Voting participants: Ken Dagg; Scott Shorter; Richard Wilsher; Mark Hapner; José López
Non-voting participants: Roger Quint, Stuart Young, Martin Smith.
Staff: Colin Wallis, Ruth Puente
Quorum: 4 of 7. There was quorum.
a. Roll Call
b. Agenda Confirmation
c. Action Item Review: action item list
d. Minutes Approval: 2019-01-24 DRAFT Minutes and 2019-01-17 DRAFT Minutes
f. LC reports and updates
e. Call for Tweet-worthy items to feed (@KantaraNews or #kantara)
c. KBV at IAL2
3. Any Other Business
- Colin commented that Experian has been approved under 63-3 Trust Mark at IAL2 and shared the link to the Press Release https://kantarainitiative.org/kantara-initiative-approves-experians-crosscore-platform-for-conformance-with-nist-800-63-3-ial2/
- Colin commented that there are potential partnerships which would imply running new schemes.
Discussion on the revised Overview document - IAF 1000
- Richard provided substantive comments to the document, so a new draft would be provided soon.

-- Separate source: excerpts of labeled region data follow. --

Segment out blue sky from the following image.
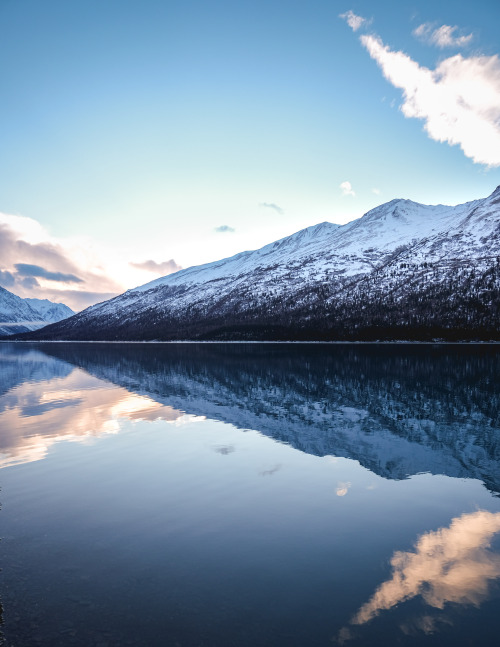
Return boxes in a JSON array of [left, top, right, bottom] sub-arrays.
[[0, 0, 500, 308]]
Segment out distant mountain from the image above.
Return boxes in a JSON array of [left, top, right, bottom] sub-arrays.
[[0, 287, 75, 335], [11, 187, 500, 340]]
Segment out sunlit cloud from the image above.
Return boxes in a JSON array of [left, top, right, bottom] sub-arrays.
[[0, 368, 185, 468], [413, 22, 473, 49], [335, 481, 351, 496], [214, 225, 236, 234], [14, 263, 83, 283], [340, 181, 356, 197], [338, 510, 500, 644], [259, 202, 285, 216], [130, 258, 182, 276], [360, 35, 500, 167], [339, 9, 371, 31]]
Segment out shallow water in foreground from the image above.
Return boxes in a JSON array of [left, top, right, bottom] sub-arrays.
[[0, 344, 500, 647]]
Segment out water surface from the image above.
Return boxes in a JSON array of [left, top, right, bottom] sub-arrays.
[[0, 344, 500, 647]]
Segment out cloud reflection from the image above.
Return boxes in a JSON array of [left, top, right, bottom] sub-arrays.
[[0, 368, 185, 468], [338, 510, 500, 644]]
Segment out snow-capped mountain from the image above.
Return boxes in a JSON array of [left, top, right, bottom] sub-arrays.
[[13, 187, 500, 340], [0, 287, 75, 335]]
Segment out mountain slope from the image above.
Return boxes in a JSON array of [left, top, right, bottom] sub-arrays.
[[13, 187, 500, 340], [0, 287, 74, 335]]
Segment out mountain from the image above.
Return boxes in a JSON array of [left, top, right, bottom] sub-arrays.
[[0, 287, 75, 335], [11, 187, 500, 340], [26, 343, 500, 493]]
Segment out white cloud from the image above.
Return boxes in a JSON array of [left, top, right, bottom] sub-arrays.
[[338, 510, 500, 644], [339, 9, 370, 31], [0, 213, 160, 310], [214, 225, 236, 234], [413, 22, 473, 49], [360, 35, 500, 166], [335, 481, 351, 496], [340, 181, 356, 197]]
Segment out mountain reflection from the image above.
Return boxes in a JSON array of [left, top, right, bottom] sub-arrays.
[[0, 347, 187, 468], [0, 344, 500, 496], [339, 510, 500, 644]]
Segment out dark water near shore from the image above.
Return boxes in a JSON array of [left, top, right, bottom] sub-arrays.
[[0, 344, 500, 647]]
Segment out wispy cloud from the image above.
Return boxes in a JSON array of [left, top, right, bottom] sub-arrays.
[[130, 258, 182, 276], [360, 35, 500, 167], [339, 180, 356, 197], [259, 202, 285, 215], [0, 270, 16, 288], [14, 263, 83, 283], [214, 225, 236, 234], [338, 510, 500, 644], [339, 9, 371, 31], [413, 22, 473, 49]]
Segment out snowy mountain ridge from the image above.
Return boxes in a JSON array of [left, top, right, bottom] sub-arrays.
[[13, 187, 500, 339], [0, 287, 75, 335]]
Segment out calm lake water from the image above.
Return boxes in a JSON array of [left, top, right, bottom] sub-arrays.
[[0, 343, 500, 647]]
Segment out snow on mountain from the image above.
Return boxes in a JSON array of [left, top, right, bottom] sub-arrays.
[[0, 287, 74, 335], [35, 344, 500, 493], [13, 187, 500, 339]]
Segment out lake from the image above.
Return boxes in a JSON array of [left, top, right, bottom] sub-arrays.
[[0, 343, 500, 647]]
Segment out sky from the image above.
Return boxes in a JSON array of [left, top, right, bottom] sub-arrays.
[[0, 0, 500, 310]]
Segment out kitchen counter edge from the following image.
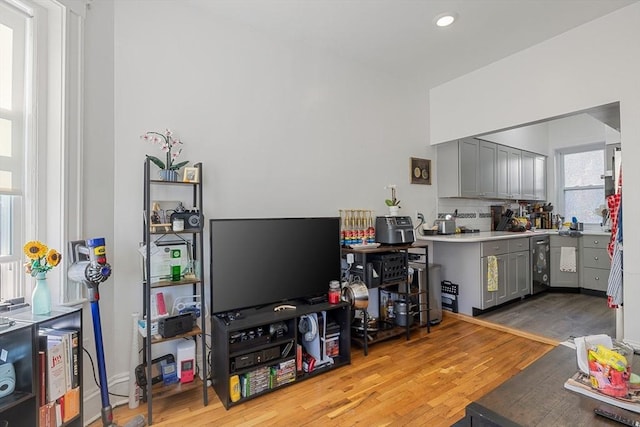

- Ken went through the various sections, starting with the Abstract. He stressed some definitions of the terms, Relying Party (org that is running the online services), End User (client of online services) and Credential Service Provider (that the RP would rely on for authentication of the end user).
- Richard highlighted that we need to describe the Kantara´s IAF and suggested to look the terminology within the KI IAF scope. He suggested including the Glossary in the Overview, and using terms that have been defined. He added that there are some cases where the End user directly contact the KI CSP, and the RP may get involved later once the End user have a credential. Also, he suggested avoiding a definition for End user.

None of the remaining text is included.